R1 Jailbreakers Discover Major Security Vulnerability in Rabbit's Code

Rabbit and its R1 AI gadget are facing serious scrutiny again, this time due to a critical security flaw. A group of developers and researchers known as Rabbitude has revealed that it discovered hardcoded API keys within Rabbit's codebase, jeopardizing sensitive information. These keys provided access to Rabbit's accounts with third-party services, including ElevenLabs, its text-to-speech provider, and SendGrid, which Rabbit uses to send emails from its rabbit.tech domain.

According to Rabbitude, its access to the ElevenLabs API allowed it to retrieve every response generated by R1 devices, which poses a significant risk. The group reported gaining access to these keys over a month ago, and despite notifying Rabbit, the company initially took no action to secure the information. While some access to the keys has since been revoked, Rabbitude still retained access to the SendGrid key as of today.

In response to this incident, Rabbit directed inquiries to a statement on its website. Company spokesperson Ryan Fenwick mentioned that they are updating the page to provide timely information.

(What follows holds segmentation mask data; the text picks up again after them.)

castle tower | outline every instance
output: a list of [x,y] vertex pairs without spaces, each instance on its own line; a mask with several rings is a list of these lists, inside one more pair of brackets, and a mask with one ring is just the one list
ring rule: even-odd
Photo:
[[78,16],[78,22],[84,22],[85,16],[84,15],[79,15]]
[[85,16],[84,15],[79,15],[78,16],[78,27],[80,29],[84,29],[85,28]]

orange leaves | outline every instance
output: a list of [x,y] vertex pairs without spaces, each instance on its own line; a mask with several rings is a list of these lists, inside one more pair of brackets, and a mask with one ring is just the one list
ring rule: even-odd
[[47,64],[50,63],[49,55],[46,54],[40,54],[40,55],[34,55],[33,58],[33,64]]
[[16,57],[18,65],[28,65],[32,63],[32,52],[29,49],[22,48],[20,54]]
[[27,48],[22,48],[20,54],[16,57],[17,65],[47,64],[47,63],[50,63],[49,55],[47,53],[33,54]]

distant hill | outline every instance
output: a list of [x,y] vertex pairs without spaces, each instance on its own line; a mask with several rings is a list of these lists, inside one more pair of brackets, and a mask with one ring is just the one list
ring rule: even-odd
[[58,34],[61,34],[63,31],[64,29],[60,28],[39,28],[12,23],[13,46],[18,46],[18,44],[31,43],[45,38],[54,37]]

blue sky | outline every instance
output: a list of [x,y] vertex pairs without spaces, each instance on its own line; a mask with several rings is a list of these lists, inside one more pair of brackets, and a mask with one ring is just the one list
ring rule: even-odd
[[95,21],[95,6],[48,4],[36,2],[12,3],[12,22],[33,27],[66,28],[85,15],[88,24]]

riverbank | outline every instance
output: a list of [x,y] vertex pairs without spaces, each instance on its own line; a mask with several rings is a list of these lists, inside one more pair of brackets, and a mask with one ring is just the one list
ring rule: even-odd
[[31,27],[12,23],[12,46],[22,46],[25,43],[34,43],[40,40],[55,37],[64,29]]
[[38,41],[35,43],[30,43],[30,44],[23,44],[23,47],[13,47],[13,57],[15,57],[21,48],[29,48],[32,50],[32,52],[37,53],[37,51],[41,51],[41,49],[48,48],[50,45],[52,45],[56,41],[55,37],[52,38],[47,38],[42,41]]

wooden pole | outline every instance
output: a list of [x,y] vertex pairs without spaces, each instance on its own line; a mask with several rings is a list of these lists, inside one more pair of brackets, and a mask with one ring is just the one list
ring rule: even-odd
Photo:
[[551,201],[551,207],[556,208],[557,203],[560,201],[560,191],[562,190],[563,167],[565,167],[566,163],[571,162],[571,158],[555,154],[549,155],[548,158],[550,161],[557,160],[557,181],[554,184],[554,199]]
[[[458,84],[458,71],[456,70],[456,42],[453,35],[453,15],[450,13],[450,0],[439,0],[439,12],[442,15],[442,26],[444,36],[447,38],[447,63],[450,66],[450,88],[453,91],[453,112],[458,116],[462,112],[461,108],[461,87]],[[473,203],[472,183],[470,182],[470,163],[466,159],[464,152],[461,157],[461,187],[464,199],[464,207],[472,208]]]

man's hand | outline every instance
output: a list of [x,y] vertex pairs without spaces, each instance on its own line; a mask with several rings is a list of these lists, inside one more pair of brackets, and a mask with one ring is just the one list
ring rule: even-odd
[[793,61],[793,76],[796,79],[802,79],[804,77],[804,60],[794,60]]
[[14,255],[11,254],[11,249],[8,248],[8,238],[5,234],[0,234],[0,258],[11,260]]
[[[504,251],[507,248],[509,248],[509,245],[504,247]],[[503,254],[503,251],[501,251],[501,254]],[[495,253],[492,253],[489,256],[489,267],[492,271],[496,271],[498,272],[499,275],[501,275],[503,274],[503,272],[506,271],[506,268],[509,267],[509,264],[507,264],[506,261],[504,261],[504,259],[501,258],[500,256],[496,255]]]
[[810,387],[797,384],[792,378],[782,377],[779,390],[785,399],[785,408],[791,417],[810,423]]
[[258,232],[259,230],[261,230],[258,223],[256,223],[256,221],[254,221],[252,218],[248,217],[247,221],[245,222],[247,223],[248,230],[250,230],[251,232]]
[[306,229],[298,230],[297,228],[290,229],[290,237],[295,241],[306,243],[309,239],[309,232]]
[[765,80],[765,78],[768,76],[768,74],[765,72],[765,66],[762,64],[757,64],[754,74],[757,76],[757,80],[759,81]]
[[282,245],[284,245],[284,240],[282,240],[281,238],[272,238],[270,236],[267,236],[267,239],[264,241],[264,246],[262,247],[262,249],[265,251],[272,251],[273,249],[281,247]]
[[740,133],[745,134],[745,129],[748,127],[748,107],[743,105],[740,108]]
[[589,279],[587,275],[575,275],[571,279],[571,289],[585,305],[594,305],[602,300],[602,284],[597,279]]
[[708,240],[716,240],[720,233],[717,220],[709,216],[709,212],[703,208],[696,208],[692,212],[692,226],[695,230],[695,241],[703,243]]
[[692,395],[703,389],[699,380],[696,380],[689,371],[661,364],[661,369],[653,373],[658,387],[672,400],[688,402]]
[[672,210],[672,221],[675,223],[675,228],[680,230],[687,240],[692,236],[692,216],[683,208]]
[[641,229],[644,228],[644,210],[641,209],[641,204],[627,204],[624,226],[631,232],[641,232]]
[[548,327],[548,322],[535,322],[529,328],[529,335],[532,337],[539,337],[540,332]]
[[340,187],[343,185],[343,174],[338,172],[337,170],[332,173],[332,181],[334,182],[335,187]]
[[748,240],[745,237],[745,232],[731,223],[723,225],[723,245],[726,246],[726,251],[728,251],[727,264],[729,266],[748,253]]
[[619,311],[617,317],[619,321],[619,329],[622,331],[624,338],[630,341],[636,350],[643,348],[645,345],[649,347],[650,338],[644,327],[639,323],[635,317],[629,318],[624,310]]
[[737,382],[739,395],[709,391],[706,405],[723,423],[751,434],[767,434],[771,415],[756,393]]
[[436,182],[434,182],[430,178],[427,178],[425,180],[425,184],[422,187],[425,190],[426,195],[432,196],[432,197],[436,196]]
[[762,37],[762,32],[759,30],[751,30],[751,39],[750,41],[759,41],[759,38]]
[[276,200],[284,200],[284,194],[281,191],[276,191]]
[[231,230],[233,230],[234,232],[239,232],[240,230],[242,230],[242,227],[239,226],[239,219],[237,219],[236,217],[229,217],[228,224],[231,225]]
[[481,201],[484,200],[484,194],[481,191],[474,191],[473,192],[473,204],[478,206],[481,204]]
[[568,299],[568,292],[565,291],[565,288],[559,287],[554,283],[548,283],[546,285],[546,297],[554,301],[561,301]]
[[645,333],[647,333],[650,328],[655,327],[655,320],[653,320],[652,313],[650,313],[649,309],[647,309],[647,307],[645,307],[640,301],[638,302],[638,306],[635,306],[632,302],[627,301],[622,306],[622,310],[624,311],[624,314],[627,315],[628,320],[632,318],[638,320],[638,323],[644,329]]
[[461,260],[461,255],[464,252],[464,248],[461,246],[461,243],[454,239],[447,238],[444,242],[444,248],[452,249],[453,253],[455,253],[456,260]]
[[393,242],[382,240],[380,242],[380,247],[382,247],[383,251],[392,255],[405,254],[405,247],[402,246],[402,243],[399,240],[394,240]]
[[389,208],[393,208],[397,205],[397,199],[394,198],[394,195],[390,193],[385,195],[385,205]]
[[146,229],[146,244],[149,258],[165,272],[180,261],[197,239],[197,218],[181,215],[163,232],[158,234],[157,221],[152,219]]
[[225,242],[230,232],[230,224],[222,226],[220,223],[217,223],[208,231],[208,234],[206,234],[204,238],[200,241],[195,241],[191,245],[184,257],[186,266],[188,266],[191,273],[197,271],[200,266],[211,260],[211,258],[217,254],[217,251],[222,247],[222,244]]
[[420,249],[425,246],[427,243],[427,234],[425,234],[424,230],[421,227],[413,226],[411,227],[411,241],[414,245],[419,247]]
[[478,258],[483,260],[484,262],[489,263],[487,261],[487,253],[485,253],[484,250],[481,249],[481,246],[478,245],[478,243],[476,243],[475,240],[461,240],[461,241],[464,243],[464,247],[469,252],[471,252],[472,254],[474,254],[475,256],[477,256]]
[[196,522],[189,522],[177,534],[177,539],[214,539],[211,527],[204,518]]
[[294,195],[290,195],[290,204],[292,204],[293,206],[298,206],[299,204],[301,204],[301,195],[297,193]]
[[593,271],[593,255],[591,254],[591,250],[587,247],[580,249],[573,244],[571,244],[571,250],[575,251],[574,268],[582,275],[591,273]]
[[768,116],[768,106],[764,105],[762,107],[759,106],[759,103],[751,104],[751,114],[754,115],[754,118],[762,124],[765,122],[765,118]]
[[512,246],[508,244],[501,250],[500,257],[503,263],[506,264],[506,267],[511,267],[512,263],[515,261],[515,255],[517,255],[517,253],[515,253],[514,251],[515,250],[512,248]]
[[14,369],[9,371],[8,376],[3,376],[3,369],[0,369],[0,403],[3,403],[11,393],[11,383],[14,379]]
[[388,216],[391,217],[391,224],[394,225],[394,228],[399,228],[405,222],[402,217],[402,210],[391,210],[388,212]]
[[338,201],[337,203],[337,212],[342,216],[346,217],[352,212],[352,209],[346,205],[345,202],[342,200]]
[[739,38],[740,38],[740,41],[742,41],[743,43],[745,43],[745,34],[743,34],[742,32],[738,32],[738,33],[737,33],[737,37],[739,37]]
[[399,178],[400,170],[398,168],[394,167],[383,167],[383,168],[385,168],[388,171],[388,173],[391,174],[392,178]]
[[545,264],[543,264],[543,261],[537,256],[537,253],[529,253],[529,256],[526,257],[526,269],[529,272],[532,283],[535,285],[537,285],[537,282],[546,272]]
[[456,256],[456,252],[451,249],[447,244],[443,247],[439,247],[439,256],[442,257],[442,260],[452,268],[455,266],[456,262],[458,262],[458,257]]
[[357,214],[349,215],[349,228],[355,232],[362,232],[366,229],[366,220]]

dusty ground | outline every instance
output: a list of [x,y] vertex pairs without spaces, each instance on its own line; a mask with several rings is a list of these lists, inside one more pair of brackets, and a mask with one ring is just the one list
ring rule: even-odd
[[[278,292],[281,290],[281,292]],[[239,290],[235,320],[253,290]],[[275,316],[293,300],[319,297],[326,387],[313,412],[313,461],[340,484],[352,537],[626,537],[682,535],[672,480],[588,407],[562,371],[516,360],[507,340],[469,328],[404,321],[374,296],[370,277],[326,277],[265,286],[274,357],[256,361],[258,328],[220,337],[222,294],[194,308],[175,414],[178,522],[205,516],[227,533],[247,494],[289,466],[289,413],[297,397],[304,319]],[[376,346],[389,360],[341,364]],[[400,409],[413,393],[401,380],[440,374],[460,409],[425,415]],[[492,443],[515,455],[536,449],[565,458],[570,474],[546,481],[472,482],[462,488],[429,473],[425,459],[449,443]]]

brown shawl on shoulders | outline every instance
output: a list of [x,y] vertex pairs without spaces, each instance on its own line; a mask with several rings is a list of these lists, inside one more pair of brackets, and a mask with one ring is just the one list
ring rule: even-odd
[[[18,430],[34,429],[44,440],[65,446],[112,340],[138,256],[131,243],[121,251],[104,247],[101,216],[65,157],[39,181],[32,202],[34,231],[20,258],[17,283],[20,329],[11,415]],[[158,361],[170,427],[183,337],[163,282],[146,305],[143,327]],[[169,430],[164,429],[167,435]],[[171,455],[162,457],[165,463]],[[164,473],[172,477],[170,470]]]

The statement reiterates a message shared on Rabbit’s Discord channel, indicating that the company is investigating the breach but has yet to identify any compromise of critical systems or customer data.

Despite its promising launch this spring, the Rabbit R1 has struggled with several issues, including poor battery life and a lack of essential features. While Rabbit has released software updates to address bugs, including battery drain, the core problem of underdelivering on expectations remains unaddressed. This recent security breach further complicates efforts to regain public trust.